It’s a Thursday morning. Your alarm blares to life on your bedside table, and you groan as you fumble around in the dark trying to turn it off. It’s already 6. Already time to get up and head to work again. You stumble into the kitchen hoping that making some coffee will return the senses you have lost during the few hours of sleep that you managed to get. You realize that you forgot to grind your beans the night before, which means that you are about to wake up every other person in your house. This will inevitably lead to you making breakfast for your kids, searching for your partner’s lost keys, and spilling something on yourself at least once, resulting in an outfit change. By the time you finally get everyone to school and have a moment of peace, during your commute to the office, you find yourself already burnt out and the day has barely begun. You love your job, but that doesn’t make mornings any less stressful. You look forward to the weekends when you don’t have to wake up before the sun. You count down the days to your hard-earned vacations, or even the rare and coveted three day weekends. But for the most part, these are very few and far between. In the meantime, stress levels rise, productivity falls, and mental health dives head first into a shallow pool.
Countless studies have now been done about the decline of mental health in adults and how it correlates, in many cases, to people being overworked. According to a research paper published by the International Labour Organization, “Working excessively long hours on a regular basis has been shown to reduce hourly productivity due to greater fatigue, and those workers with long hours and /or heavy workloads report decreasing job satisfaction and motivation.”
Too much work, not enough play
It is clear that Americans, in general, experience a lot of stress. Stress leads to higher cortisol levels, and higher cortisol leads to poor performance. An article published in Scientific America references a study of over 2000 adults. The study found that people with the highest levels of cortisol “performed worse on tests of memory, organization, visual perception and attention.” If that is not a good enough reason to want your employees to be less stressed, then I don’t know what is.

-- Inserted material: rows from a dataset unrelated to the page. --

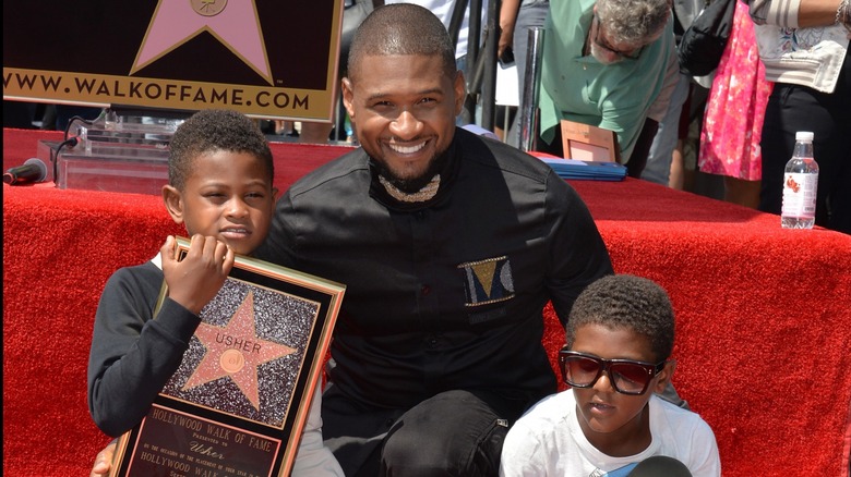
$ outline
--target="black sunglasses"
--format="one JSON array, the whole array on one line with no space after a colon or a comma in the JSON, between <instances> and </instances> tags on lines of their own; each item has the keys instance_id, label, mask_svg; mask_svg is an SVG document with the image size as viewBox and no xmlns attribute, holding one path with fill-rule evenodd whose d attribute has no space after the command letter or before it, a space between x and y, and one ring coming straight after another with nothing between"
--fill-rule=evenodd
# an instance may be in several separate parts
<instances>
[{"instance_id":1,"label":"black sunglasses","mask_svg":"<svg viewBox=\"0 0 851 477\"><path fill-rule=\"evenodd\" d=\"M667 360L652 364L633 359L603 359L567 348L559 352L562 379L567 384L574 388L590 388L606 371L612 388L621 394L630 395L644 394L666 363Z\"/></svg>"}]
</instances>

In 2018, the American Psychological Association conducted a survey of working Americans about the effects of vacation time on stress level. In this survey of over 1500 people, they discovered that the overwhelming majority report lingering positive effects, even after their vacation time is over. The survey shows that following vacation time, employees feel that they are more productive and have a higher quality of work. They also have more energy and motivation, feel less stressed, and have a more positive attitude overall. The survey also shows that over a quarter of people feel unable to take time off due to their workload, missed opportunities at work, or even personal guilt.
All the research points in the same direction. Too much work and not enough play makes Jack a dull boy. Or a stressed and unproductive boy, I should say.
What if I told you that companies could achieve less stressed and happier employees while still having all work completed and not spending a penny more?
Offering unlimited paid vacations and mental health days would be, to put it mildly, quite difficult for most businesses to pull off. Some employees would inevitably abuse the system and shirk their responsibilities. On the other side of the coin, there are still the employees who just don’t take any time off, because of the reasons mentioned in the study above (workload, missed opportunities, personal guilt). So even offering unlimited paid time off, assuming it could be done, would still not solve how overworked we are. But some companies have discovered a clever way to get their employees to take more days off.
The 9/80 schedule
Have you heard of the 9/80 schedule? Until recently I had not. But it is a very simple concept with very profound effects:
9/80 Schedule = 9 days and 80 hours worked in a two week period
The easiest way to break it up would be nine work days at approximately nine hours each. But it could be broken up in a variety of ways. The second most popular option is eight hour shifts for five days of the first week and ten hour shifts for four days of the second week. If implemented correctly, employees could have a three day weekend every other week. Obviously for some businesses that run five, or even seven, days a week and need people present on all of those days, employees would have to alternate days off with their coworkers. Regardless of how it pans out, being able to accomplish the same amount of work and get the same paycheck, with one less day of work per pay period, would sound like a dream come true to any full-time employee. And based on the earlier mentioned studies, increased productivity and decreased stress levels after time off, mean more effective and motivated employees. Which, inevitably, equals a company that performs better. Imagine having 26 three day weekends per year, in addition to your paid time off and holidays. Just the thought of that makes me feel more relaxed.
I think we are seeing a big shift in American workplaces. A shift that focuses on caring for the employees and making sure that they feel valued and not taken advantage of. Creating a workplace that values employee’s time and mental health means fostering a team who will put themselves, heart and soul, into your business. Employees are the backbone of any successful company. Take care of them and they will take care of you!